Tourney Patterns

How Ott DeFoe won the Harris Chain BPT

2 wins in 4 tourneys so Ott is fishing great – here’s what his Bass Pro Tour season has looked like so far:

– 7th at the Redcrest Championship
Won at Rayburn
– Did not make the Knockout Round at Heavy Hitters
– 22nd at Travis
– Won at the Harris Chain

Pretty dang good! He’s now 3rd in the BPT AOY standings, 1 point behind Brent Chapman in 2nd. Ott says he’s fishing confidently and aggressively – “I feel like I’m gonna get around ’em at some point….” Here’s what that looked like in this’n.

Going in and practice

> “..I expected it to be an offshore deal to win, though I thought guys would do well fishing the bank – docks or Kissimmee grass or whatever. But I assumed it would be offshore hydrilla or brushpiles which have become popular in FL in the last few years.

> “I really didn’t have too much of a plan in mind. We were going out of Harris, so I knew I wanted to spend a little time there. But Griffin historically seems to always have more bites in it for guys willing to make that run. But you lose a little bit of that [risk] because we are given 30 free minutes of runtime in the morning so I had that in my mind too.

> “The Harris Chain has been fishing better and better it seems like every year – one of the few places it seems to be doing that. So I was excited [for] good weights. I was excited to be there a little earlier than we were for Heavy Hitters last year….
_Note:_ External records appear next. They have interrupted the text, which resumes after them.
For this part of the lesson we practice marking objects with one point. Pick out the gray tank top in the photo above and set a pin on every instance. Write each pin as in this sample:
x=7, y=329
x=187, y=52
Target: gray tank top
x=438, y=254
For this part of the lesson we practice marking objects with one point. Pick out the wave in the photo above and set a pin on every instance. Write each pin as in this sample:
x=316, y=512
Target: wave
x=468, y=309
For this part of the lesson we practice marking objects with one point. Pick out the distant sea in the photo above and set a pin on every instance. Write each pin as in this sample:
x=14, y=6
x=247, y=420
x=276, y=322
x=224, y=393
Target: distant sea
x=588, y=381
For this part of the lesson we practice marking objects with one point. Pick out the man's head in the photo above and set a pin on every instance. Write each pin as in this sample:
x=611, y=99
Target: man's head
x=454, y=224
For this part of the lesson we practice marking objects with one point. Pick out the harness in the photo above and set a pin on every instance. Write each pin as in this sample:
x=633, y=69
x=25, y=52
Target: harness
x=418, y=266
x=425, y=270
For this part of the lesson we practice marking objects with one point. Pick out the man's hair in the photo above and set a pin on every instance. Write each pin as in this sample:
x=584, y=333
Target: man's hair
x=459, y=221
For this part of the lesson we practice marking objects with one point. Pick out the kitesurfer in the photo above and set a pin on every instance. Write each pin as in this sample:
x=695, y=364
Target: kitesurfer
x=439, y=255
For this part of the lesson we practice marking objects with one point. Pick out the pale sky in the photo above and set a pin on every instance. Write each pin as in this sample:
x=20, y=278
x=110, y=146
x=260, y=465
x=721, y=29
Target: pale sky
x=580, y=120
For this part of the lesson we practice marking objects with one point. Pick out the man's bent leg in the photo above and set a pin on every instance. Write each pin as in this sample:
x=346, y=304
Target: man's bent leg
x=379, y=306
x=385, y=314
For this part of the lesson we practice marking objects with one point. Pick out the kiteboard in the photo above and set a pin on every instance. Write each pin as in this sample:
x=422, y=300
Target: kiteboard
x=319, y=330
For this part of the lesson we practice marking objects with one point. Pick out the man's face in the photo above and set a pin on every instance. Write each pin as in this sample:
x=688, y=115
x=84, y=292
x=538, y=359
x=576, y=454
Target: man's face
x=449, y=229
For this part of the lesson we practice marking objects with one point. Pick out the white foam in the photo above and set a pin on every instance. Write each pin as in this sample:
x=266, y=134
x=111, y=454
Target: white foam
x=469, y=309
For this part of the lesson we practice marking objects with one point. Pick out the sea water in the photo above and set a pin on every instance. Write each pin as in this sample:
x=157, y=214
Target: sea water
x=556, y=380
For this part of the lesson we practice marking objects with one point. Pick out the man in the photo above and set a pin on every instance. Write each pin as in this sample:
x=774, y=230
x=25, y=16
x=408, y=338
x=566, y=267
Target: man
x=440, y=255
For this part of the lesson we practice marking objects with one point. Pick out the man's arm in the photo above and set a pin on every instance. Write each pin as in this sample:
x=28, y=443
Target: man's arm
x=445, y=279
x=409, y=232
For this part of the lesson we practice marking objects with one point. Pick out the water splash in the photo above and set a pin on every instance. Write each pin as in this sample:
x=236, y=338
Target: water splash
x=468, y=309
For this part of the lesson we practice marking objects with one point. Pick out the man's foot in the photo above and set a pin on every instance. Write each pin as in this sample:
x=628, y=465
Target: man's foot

> “I had a good practice. This was the 1st event we were allowed to really talk amongst the competitors…we could talk a little fishing at this event. With what my practice was and couple guys I talked to, I expected a minimum of 15 and as high as 17 a day to make the cut.

> “I put in on Harris the 1st day and spent my morning there til 10:00-11:00. In those 4.5-5 hours I had 5-7 scorable fish, some 3-lbers, and was able to get bites pretty regularly. I never found any wads of them…all on the bank, target-oriented.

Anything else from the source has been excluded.